By Marko Phiri
BULAWAYO, Zimbabwe, April 1 (Thomson Reuters Foundation) - With fish stocks declining as water levels fall in drought-hit reservoirs across the country, Zimbabwe's fish sellers and buyers are struggling to cope, raising concerns about the long-term sustainability of fisheries as a source of income and nutrition.
Experts agree that climate change is having an impact on fishing, but Zimbabwe has yet to study precisely how it is affecting supplies that for years have supported thousands of families across the country.

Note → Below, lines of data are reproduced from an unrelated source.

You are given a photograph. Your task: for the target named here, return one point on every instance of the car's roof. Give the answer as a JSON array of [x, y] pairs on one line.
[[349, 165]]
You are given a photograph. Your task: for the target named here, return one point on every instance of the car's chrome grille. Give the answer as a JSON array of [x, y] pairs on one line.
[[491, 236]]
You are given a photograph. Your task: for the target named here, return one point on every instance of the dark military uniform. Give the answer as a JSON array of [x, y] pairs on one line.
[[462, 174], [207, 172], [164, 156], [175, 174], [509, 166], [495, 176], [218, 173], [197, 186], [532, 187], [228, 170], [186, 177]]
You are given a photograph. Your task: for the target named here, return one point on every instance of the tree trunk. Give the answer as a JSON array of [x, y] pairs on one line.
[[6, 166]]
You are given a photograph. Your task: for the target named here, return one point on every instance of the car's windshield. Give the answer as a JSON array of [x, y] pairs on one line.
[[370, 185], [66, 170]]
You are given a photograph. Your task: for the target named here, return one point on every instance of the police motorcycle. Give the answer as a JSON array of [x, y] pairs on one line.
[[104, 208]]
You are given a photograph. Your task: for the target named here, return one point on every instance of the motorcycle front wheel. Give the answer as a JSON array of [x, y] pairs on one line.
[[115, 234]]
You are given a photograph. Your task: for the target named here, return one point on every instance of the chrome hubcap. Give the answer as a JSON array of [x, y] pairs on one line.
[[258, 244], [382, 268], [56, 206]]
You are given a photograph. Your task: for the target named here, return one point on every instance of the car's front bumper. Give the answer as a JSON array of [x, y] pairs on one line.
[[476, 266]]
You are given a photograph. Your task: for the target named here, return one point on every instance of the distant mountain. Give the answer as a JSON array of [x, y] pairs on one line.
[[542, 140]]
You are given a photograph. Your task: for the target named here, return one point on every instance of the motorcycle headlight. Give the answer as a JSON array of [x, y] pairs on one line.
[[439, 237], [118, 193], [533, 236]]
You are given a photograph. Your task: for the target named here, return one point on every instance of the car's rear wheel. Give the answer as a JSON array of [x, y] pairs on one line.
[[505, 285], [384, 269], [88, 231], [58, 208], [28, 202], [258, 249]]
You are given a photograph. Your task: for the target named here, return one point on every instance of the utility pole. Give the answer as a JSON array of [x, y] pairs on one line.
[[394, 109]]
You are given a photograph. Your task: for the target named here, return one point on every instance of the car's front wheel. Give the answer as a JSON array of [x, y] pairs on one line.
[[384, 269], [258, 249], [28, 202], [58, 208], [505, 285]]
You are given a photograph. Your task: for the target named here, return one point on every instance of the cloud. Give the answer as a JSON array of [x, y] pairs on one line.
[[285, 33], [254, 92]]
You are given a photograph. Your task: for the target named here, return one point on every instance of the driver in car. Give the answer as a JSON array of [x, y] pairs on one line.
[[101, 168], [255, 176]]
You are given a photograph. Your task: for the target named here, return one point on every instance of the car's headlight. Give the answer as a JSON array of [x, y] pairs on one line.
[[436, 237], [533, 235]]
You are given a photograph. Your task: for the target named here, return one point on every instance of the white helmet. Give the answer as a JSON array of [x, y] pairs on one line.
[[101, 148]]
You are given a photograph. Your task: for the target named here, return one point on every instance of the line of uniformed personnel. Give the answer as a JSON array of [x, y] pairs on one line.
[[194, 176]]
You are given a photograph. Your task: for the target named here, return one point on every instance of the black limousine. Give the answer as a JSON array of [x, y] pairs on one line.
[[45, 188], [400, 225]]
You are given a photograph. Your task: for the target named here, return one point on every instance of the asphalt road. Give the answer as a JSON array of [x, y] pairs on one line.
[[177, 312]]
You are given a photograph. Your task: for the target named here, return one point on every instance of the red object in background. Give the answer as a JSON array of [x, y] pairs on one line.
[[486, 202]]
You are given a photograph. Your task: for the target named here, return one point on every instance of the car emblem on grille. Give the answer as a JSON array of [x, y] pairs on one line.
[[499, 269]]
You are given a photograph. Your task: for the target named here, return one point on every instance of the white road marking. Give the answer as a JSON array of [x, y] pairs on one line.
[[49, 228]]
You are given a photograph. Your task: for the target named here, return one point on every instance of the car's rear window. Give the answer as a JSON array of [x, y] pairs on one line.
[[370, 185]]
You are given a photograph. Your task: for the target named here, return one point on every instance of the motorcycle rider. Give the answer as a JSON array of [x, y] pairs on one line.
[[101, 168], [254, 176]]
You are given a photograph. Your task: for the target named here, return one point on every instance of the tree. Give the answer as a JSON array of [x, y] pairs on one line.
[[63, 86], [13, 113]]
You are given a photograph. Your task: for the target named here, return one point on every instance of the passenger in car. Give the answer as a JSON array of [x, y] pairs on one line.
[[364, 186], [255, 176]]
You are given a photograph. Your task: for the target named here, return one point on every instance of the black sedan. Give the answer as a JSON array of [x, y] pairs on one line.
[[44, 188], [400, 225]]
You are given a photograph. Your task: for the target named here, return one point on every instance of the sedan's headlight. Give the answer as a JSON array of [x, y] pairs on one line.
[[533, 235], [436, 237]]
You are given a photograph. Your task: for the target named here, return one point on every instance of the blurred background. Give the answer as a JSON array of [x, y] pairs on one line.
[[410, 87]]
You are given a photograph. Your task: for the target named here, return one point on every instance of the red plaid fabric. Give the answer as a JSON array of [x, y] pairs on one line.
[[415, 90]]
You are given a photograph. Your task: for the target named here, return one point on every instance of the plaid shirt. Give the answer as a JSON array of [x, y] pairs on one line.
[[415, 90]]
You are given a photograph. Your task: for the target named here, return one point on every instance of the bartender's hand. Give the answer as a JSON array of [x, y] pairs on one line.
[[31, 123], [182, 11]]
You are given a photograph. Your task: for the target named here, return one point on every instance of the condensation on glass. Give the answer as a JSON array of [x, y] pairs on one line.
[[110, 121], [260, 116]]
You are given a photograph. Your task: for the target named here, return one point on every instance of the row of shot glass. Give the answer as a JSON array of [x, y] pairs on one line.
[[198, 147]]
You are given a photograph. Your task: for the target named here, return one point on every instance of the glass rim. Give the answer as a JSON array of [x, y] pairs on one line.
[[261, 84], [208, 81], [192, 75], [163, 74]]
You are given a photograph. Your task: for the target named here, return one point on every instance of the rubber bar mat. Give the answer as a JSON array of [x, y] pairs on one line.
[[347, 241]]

For Thandi Ncube, however, who sells fish around the densely populated townships of Bulawayo, business clearly is no longer what it used to be.
"The fishermen say their catch is getting low," Ncube said.
Normally she buys in bulk, mostly kapenta and bream, from fishermen just outside Bulawayo, a city where consumers have for years turned to fish as a cheaper alternative to beef and chicken.
Ncube used to sell a kilogram of bream for around $3, while the same amount of beef costs up to $5. But fish is no longer available in the quantities that Ncube and her customers want.
"It is all kinds of fish that we do not get anymore. I have to sell other items such as tomatoes to survive," she said.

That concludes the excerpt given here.